PETER BROWN (Deputy Leader—NZ First) : Let me make it quite clear from the onset that when this bill had it first reading in May 2004 New Zealand First supported it to select committee. I have here the actual Hansard of that debate, and I represented New Zealand First at that time. Let me read a little bit of it, because I want to explain our position as fully as I may. “Let me say from the onset that New Zealand First will be supporting this bill. I like the way the Hon Ruth Dyson outlined it: we believe that it is better to pay people according to the work they do rather than their place of employment.”—I think those members over there are in agreement with that, thus far, from listening to them.—“I like that phrase, and I thought it summarised the situation exceedingly well.”

Now we are debating Part 1 of this bill, and let me just remind the Committee and anyone who might be listening tonight, about the purpose clause, which states: “The purpose of this Act is to—(a) repeal the Disabled Persons Employment Promotion Act 1960; and (b) provide for matters arising from the repeal of the Act until the expiry of the transitional period on 30 June 2007; and (c) make related amendments to the Minimum Wage Act 1983.” We had a member on the Social Services Committee last term who is no longer a member of Parliament. Unfortunately we cannot get hold of him to get some clarification, but we notice from the select committee report back the following: “Concerns were raised that the financial implications of the repeal of the Disabled Persons Employment Promotion Act will force sheltered workshops to close or move to providing other vocational services.”
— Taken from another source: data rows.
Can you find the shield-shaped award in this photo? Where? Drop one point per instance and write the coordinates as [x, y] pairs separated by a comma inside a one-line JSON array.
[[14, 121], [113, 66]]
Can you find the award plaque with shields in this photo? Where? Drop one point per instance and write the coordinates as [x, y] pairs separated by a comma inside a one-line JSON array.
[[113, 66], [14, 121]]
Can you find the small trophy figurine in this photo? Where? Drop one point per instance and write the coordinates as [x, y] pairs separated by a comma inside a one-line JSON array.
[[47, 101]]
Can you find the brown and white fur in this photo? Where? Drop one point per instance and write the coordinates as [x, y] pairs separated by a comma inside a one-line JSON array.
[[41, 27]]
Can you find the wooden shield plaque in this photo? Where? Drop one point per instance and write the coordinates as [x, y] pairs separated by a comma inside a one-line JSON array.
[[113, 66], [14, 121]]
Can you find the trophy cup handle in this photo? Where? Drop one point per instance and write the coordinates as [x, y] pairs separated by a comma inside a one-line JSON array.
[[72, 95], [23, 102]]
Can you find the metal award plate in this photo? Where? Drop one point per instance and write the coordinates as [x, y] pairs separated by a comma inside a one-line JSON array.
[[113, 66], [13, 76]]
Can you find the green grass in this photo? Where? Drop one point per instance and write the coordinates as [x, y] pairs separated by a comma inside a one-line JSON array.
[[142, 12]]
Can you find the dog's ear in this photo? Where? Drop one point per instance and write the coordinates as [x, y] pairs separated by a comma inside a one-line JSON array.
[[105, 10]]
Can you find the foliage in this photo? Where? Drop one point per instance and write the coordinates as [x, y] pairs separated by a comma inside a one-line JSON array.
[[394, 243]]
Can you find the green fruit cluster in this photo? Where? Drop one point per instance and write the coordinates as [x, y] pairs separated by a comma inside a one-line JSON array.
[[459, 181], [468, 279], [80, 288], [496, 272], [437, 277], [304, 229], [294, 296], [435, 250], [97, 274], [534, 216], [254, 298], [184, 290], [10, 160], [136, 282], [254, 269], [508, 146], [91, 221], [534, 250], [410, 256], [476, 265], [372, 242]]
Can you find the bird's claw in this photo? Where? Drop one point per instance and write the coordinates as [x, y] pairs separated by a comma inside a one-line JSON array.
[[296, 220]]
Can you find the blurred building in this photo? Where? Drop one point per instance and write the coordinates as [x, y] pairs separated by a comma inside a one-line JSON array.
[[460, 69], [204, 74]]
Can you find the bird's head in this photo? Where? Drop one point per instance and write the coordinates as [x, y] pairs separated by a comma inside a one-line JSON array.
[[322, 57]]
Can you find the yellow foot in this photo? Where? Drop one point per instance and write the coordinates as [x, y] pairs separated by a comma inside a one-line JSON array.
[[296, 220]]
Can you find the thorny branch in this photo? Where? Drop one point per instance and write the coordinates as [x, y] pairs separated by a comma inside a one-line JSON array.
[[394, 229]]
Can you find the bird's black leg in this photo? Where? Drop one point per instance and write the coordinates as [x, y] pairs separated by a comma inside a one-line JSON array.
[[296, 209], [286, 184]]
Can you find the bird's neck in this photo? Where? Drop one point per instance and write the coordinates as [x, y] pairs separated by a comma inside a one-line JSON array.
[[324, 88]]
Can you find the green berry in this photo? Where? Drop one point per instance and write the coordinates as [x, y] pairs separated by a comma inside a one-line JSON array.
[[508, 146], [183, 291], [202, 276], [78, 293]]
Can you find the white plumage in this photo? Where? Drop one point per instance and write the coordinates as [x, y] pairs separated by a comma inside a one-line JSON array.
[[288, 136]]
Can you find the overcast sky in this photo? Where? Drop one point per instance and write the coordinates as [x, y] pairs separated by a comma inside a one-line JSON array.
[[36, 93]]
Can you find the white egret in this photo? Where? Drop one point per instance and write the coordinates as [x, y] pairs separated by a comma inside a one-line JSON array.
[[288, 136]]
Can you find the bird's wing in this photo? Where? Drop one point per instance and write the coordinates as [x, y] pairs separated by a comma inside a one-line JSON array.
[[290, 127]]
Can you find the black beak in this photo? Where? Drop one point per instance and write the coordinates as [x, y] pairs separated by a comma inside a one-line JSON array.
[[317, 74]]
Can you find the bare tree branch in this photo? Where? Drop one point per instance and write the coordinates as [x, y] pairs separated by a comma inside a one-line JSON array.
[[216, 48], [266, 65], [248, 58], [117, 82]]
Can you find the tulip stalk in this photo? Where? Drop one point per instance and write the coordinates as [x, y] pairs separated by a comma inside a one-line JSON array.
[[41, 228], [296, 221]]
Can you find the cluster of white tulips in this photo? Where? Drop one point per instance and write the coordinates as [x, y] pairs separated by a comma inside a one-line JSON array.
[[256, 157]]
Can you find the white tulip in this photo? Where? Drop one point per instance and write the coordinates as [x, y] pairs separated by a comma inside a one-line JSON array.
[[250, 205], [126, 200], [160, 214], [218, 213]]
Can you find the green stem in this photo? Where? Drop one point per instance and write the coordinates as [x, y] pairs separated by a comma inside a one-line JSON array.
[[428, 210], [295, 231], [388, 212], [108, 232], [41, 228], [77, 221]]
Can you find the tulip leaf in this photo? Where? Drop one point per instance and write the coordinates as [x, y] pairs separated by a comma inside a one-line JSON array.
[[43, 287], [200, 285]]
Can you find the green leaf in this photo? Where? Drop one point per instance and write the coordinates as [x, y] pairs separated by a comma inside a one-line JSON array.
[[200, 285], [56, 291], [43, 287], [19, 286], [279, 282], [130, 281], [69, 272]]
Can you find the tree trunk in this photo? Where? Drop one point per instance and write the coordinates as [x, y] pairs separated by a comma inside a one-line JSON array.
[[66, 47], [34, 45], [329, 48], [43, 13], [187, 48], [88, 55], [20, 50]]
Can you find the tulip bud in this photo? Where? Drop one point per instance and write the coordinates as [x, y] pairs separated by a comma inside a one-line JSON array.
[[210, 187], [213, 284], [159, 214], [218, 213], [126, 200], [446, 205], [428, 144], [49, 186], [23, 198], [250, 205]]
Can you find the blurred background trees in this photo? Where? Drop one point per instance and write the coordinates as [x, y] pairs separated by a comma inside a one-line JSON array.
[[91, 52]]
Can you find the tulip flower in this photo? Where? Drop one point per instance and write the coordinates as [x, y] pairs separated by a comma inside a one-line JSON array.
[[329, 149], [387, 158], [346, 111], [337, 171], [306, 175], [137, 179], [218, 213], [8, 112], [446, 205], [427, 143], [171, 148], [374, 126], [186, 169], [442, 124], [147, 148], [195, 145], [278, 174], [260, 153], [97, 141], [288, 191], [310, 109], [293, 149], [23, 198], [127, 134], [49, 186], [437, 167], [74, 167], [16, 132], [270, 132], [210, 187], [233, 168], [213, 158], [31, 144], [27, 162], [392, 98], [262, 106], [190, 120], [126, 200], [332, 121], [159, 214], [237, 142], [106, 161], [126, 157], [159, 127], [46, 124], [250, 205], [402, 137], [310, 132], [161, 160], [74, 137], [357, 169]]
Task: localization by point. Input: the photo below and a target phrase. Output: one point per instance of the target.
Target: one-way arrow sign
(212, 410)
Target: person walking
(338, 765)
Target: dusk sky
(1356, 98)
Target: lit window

All the correspondence we had—certainly all I had—on this bill told New Zealand First not to support it. However, we have a conscience, and we are trying our best to work through this as honestly as we can. We read in the explanatory note of the bill the following: “Most people in sheltered workshops receive an average of $17 pay per week.” That is not good enough by anybody’s standard. The question we are asking ourselves in New Zealand First—

Sandra Goudie: They are on benefits.

PETER BROWN: I understand that, but that is what they are being paid. The question we are asking ourselves is: can we improve the lot for those people, and keep the workshops open, and give them a more satisfying life? Right now I have to say that I do not think this bill does it. But having said that, I can tell members that we had a mini-caucus tonight to discuss this because a lot of things have come up. We are going to vote against this bill at this point of time, see what comes out of this Committee stage, and we reserve the right to support the bill if we like the framework afterwards.

Sandra Goudie: Ha, ha!

PETER BROWN: We are entitled to do this. We have a heavy heart here. We are not prepared to knock these people for six, it is just against our beliefs, but at the same time we are not convinced at this point in time that this bill will do it. So tonight we are going to vote against it because that was our instincts as we came into this Chamber tonight. But I know that something has pricked at least my conscience, and that of my colleagues here. I will be consulting with my caucus and we will be asking the Minister for further information. Whether we stick to that position is yet to be clarified.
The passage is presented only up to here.